The decision of whether or not to have surgery should not be taken lightly. High price tags, risks, recovery time and the fact that surgery might not solve the problem should all be factored into the decision-making process. Knowing what factors may limit the likelihood of a successful surgical intervention can help patients make an informed decision.
Depression has been linked to poorer outcomes in surgery patients in the short-term. A recently published study suggests that it affects long-term recovery as well, making it a significant consideration for both medical professionals and patients.
Participants were 102 lumbar spinal stenosis patients who underwent surgery. Before the procedure, they filled out a survey intended to yield information about their mental status and functional levels (ability to walk, lift and sit). Patients filled out the survey again three months, one year, two years and five years after receiving surgery.
Researchers found that even quite mild symptoms of depression were associated with poorer functional outcomes during each of the follow-up periods. They conclude that psychological screening and support may be an important component of recovery for stenosis patients.

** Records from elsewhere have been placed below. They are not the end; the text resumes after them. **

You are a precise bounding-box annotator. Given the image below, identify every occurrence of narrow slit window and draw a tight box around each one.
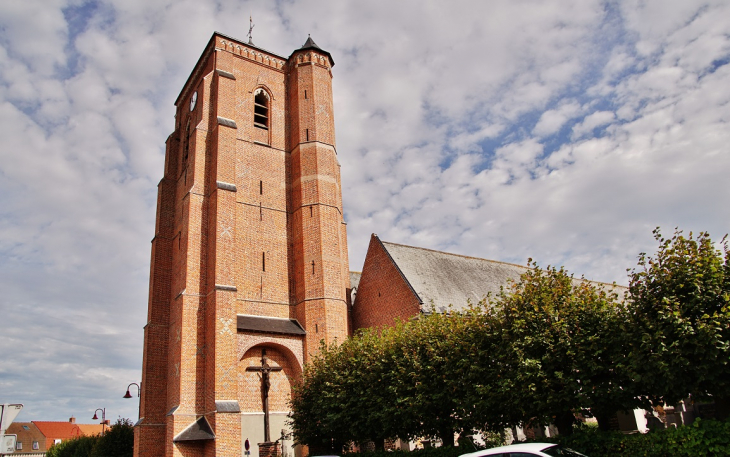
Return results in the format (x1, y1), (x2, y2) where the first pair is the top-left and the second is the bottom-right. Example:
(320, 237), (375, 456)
(183, 120), (190, 163)
(253, 89), (269, 130)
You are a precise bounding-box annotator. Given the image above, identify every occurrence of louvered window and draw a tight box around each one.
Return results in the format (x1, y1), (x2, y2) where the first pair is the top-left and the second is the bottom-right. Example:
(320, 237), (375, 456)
(253, 89), (269, 130)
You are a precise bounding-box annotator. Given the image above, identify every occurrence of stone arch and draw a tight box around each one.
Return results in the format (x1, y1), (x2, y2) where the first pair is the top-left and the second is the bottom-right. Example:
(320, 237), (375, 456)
(238, 338), (302, 413)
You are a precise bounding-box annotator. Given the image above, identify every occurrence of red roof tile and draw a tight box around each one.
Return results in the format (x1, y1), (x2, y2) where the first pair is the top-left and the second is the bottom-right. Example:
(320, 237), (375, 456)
(33, 421), (83, 440)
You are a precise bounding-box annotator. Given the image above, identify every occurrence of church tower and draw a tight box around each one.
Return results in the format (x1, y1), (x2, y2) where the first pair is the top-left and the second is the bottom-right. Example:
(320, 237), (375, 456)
(139, 33), (349, 456)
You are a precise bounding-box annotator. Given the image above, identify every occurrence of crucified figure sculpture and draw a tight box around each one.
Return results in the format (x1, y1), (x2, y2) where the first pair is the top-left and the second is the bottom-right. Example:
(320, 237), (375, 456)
(246, 348), (281, 443)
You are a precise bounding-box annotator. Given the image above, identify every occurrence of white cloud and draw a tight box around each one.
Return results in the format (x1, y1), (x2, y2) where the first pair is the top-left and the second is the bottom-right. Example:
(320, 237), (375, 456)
(533, 101), (581, 136)
(573, 111), (616, 139)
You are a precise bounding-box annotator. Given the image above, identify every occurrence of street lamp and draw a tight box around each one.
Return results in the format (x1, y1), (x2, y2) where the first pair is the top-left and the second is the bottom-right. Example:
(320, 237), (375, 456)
(122, 382), (140, 398)
(91, 408), (106, 435)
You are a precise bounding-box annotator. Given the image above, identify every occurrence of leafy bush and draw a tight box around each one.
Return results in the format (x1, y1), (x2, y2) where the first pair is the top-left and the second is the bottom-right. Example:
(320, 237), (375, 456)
(549, 419), (730, 457)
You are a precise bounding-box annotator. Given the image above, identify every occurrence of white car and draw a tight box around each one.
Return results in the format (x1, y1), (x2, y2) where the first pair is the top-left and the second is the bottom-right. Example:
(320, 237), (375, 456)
(460, 443), (586, 457)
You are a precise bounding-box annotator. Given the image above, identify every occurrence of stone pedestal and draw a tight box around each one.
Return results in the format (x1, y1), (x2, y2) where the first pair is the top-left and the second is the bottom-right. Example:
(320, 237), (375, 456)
(259, 441), (281, 457)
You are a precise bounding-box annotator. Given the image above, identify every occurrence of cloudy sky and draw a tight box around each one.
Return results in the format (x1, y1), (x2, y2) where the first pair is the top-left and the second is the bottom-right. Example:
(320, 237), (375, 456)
(0, 0), (730, 422)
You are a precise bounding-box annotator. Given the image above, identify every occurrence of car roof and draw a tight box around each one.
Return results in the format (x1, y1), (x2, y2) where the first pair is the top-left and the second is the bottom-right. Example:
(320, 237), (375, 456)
(461, 443), (555, 457)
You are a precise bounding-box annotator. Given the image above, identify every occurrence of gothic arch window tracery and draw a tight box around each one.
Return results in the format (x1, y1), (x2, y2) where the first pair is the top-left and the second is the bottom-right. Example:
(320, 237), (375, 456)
(253, 88), (271, 130)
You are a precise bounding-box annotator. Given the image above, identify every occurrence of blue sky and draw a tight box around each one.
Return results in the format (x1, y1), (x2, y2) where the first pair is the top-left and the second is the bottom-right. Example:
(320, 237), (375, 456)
(0, 0), (730, 422)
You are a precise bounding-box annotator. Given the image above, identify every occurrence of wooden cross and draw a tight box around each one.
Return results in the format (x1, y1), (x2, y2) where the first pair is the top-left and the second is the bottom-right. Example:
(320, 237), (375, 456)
(246, 348), (281, 443)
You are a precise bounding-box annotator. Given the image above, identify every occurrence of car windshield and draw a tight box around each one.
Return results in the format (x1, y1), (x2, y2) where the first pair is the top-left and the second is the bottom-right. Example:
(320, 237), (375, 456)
(541, 445), (587, 457)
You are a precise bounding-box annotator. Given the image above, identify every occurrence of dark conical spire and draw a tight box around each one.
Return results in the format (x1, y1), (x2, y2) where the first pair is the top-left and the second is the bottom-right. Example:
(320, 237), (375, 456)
(299, 35), (324, 51)
(292, 35), (335, 67)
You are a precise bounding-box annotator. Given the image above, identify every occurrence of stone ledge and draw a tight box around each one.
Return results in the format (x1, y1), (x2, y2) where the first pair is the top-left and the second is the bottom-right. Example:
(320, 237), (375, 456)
(218, 116), (238, 129)
(215, 70), (236, 81)
(215, 181), (238, 192)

See more on the study at www.thespinejournalonline.com.
Chicken or the Egg?
It may seem logical to assume that the direction of causality runs the opposite way – that is to say, that poorer surgical outcomes are associated with depression, since inability to function well is rather depressing. While this certainly is reasonable, research over the past decade increasingly supports the important role that emotions play in pain intensity, disability levels and the transition from acute to chronic pain.
Patients should pay attention to their psychological and emotional well-being – these may not seem relevant to physical pain, but they could impact the outcome of treatment attempts. This is why a mind-body approach to chronic pain treatment is increasingly believed to be beneficial. And, hey, it never hurts to feel better on the inside. Consider incorporating cognitive behavioral therapy into your treatment regimen; you may be surprised by how useful it can be.